For me, my characters are real: they have a history, a dysfunctional family, favorite haunts, and people who care for them, not least of which is me. When I wrote A Love Noire, and gave birth to the characters of Innocent and Noire, I learned just how real these characters had become: My inbox was full of emails from readers who confessed that they knew Noire, the Afro-wearing Ph.D. student, and her love interest Innocent, a well-heeled investment banker who hailed from Côte d’Ivoire, West Africa. Not only did they know these characters, but many proclaimed that they were these characters! Fictionalized or not, Noire and Innocent—and their family, friends, and colleagues—were real to many.

It was in A Love Noire that I decided to make their universe parallel our own: they lived on real streets in New York City and traveled to historical sites in New Orleans, Charleston, Jamaica, and Côte d’Ivoire. They shared a penchant for the music, clothing, and restaurants of many of the trendy sorts here on our side of planet Earth.

But those things were simple. It gets harder when characters are affected by the incidences of recent history. In most historical fiction, writers can create a plausible, historically accurate story line for their characters knowing that their readers are unlikely to have a personal association with the events. It was quite the opposite when I wrote about the Christmas Eve coup in Côte d’Ivoire as experienced by Innocent and his family: some of my readers had first-hand accounts of it as well.

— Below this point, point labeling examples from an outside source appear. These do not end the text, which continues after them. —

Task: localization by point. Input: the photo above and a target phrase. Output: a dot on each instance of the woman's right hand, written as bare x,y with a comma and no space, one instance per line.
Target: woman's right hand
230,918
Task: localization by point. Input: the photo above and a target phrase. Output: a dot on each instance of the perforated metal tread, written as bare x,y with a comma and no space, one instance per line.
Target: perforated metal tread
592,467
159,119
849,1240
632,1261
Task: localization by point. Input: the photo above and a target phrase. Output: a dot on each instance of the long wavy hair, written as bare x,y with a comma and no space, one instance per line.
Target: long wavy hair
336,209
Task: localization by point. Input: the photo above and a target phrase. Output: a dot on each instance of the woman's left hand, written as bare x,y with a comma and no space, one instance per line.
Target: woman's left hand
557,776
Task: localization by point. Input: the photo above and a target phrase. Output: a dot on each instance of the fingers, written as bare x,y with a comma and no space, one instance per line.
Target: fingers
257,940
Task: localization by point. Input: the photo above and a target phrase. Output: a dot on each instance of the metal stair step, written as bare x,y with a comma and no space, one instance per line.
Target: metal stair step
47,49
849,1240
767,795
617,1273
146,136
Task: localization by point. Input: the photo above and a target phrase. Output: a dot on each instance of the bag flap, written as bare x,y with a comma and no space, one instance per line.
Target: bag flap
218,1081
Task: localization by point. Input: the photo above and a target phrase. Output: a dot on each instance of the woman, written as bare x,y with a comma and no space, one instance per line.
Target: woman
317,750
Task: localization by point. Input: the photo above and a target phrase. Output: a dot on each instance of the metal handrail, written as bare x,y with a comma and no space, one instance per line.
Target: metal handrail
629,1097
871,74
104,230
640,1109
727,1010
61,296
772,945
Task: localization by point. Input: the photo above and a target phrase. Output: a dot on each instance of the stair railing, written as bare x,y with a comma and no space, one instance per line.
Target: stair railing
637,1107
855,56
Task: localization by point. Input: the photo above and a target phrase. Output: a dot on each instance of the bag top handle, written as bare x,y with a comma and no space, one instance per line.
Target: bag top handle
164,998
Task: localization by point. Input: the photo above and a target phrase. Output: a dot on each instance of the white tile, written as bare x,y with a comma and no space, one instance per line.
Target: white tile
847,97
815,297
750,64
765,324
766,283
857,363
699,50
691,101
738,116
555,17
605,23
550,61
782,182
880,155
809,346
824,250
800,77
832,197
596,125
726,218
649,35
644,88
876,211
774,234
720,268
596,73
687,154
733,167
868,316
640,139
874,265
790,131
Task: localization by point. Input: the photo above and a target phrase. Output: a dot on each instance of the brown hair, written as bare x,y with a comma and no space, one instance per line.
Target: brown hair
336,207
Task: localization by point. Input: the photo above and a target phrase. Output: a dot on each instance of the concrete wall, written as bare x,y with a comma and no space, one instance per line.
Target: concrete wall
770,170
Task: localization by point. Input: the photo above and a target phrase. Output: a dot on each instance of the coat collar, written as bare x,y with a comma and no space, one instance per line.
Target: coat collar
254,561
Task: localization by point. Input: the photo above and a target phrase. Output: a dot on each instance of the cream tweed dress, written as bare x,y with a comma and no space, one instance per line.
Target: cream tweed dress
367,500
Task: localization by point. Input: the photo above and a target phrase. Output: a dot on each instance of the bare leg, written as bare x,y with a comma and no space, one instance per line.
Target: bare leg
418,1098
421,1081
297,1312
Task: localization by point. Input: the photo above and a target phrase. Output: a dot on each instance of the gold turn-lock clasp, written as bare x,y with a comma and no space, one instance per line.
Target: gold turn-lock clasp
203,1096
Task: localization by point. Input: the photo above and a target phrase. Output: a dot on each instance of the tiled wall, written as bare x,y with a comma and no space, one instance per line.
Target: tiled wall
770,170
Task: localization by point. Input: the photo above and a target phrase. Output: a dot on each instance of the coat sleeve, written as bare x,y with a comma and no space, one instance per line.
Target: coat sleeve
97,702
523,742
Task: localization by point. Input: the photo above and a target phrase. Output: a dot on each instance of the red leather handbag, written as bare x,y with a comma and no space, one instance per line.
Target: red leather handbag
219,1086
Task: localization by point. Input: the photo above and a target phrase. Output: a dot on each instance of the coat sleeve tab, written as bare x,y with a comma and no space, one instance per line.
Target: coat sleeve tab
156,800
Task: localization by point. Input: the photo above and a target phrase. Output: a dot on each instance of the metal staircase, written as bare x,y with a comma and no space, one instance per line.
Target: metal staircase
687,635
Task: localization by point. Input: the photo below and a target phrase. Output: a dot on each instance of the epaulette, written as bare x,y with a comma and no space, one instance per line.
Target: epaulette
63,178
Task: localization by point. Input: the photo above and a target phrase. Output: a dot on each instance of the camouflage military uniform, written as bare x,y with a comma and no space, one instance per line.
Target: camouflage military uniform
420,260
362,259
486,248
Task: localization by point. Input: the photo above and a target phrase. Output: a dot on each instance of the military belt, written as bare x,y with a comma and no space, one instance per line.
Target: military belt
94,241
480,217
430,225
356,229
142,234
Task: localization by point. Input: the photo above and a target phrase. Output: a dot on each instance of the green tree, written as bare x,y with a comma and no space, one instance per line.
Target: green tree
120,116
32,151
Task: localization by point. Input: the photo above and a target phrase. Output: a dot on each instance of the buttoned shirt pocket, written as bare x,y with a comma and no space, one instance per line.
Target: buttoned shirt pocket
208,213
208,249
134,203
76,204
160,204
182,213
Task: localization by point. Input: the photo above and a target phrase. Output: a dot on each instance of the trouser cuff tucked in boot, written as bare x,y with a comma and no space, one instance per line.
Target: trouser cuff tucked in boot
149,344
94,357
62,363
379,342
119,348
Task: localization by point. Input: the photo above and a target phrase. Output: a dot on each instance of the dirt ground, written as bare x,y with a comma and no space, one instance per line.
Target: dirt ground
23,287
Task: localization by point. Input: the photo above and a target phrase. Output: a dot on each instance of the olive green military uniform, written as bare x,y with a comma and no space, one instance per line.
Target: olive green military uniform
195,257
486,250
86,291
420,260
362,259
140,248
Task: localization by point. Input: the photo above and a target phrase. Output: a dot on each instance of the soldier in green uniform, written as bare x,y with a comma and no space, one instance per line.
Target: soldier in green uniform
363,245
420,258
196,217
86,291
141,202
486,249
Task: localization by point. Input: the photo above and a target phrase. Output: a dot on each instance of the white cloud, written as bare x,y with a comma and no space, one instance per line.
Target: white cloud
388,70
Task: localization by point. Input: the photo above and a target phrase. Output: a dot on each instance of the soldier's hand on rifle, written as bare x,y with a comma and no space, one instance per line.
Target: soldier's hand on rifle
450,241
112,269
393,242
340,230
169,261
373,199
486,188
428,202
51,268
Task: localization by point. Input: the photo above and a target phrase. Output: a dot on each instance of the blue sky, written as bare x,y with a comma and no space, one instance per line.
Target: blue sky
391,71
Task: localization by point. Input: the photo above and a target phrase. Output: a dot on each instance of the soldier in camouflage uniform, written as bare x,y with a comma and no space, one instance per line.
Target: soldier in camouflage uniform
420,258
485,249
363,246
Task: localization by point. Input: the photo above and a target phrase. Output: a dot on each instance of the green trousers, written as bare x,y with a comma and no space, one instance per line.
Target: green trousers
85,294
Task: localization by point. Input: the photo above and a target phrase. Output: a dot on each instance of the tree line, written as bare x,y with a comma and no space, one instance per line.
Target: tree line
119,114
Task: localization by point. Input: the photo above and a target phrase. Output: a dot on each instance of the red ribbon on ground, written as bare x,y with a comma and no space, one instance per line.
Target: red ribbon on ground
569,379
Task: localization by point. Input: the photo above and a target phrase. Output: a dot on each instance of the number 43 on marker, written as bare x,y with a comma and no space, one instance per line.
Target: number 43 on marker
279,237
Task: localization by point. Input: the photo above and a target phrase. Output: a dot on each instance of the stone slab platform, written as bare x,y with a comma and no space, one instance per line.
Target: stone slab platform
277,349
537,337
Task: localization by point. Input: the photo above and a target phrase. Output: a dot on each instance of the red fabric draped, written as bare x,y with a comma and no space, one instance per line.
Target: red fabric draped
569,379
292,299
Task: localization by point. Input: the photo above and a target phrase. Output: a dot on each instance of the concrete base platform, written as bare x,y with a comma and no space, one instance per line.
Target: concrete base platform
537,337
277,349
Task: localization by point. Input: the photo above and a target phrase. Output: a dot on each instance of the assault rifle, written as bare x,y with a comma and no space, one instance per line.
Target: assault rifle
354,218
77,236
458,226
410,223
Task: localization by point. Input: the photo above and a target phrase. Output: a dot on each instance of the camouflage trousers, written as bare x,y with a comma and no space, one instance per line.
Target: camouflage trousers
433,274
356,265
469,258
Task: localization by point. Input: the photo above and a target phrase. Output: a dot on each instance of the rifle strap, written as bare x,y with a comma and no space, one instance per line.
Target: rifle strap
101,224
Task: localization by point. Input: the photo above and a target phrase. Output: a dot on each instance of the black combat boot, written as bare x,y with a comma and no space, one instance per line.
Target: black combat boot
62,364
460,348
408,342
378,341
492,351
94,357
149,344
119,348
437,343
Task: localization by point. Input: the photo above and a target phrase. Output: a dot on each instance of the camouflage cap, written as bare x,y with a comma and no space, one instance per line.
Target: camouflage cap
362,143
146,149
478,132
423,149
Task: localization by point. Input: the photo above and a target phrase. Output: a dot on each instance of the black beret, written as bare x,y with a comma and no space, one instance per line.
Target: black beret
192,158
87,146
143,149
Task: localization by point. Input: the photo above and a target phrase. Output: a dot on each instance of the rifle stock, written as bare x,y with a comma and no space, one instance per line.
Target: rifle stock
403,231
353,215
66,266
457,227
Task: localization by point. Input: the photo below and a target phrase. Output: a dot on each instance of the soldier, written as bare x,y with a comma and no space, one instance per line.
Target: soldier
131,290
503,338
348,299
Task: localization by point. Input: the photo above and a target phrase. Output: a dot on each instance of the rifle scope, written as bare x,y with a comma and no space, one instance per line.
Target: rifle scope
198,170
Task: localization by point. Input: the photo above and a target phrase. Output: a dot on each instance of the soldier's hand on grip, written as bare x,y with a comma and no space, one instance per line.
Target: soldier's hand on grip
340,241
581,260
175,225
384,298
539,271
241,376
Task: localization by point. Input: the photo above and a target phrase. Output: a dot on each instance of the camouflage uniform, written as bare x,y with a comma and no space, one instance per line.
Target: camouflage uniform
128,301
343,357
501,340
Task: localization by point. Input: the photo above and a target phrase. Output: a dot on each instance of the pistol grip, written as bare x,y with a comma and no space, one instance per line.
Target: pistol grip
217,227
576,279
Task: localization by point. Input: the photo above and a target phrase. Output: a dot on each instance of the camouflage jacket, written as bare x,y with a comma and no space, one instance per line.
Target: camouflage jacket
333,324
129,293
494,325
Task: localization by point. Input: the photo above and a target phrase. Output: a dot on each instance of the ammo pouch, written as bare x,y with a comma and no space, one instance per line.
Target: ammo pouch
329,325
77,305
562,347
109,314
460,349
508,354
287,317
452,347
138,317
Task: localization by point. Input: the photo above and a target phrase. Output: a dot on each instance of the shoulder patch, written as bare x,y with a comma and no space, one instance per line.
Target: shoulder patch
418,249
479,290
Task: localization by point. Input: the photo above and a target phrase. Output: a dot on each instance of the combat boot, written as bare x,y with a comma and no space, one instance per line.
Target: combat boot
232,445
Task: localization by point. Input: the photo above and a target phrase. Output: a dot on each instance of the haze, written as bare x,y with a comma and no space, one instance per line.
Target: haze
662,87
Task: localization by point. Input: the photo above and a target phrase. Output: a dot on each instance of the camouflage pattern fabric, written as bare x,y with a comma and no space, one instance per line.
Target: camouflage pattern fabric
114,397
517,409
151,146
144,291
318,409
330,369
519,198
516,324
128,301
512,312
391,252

So I, as the writer, must be as sensitive to the feelings of the reader as I am to the facts. I was keenly aware of this as I approached the writing of Hunger. In this, my latest novel, I’ve brought Noire and Innocent back in a post-9/11 world, beginning with each character’s experience of that day: Noire on a return flight from Haiti back to the U.S. where she’s been conducting research for a year, and Innocent departing the World Trade Center just minutes ahead of the attack. Additionally, only a few chapters later, someone close to Noire is lost in the November 12, 2001 crash of American Airlines flight 587 in Queens, New York that was bound for the Dominican Republic.

My editor initially said that the opening chapters of Hunger had too much tragedy, loss, and sadness for the reader. But those things did happen. I named part one of the novel “Stranger Than Fiction” in deference to those people on the frontlines of these international tragedies, and to acknowledge that I was asking a lot of my readers. I understand that for many of us, the wounds are still fresh. I took the risk of exploring these events in my writing out of what was, for me, a call to tell an authentic story featuring faces seldom seen.

Indeed, at my book reading held two days after the fifth anniversary of September 11th, two audience members described escaping the World Trade Center with their lives and one had lost a loved one at the restaurant atop the towers, Windows on the World. It was humbling to have them share their first-hand accounts, and gratifying that my book had provided them the platform. Both were African-American, as was a majority of the audience, and they thanked me for placing our face in the midst of the tragedy that day.

As a writer, that’s my most rewarding moment: when my fiction gives people a space to process and begin to heal from the harsh facts of our lived lives.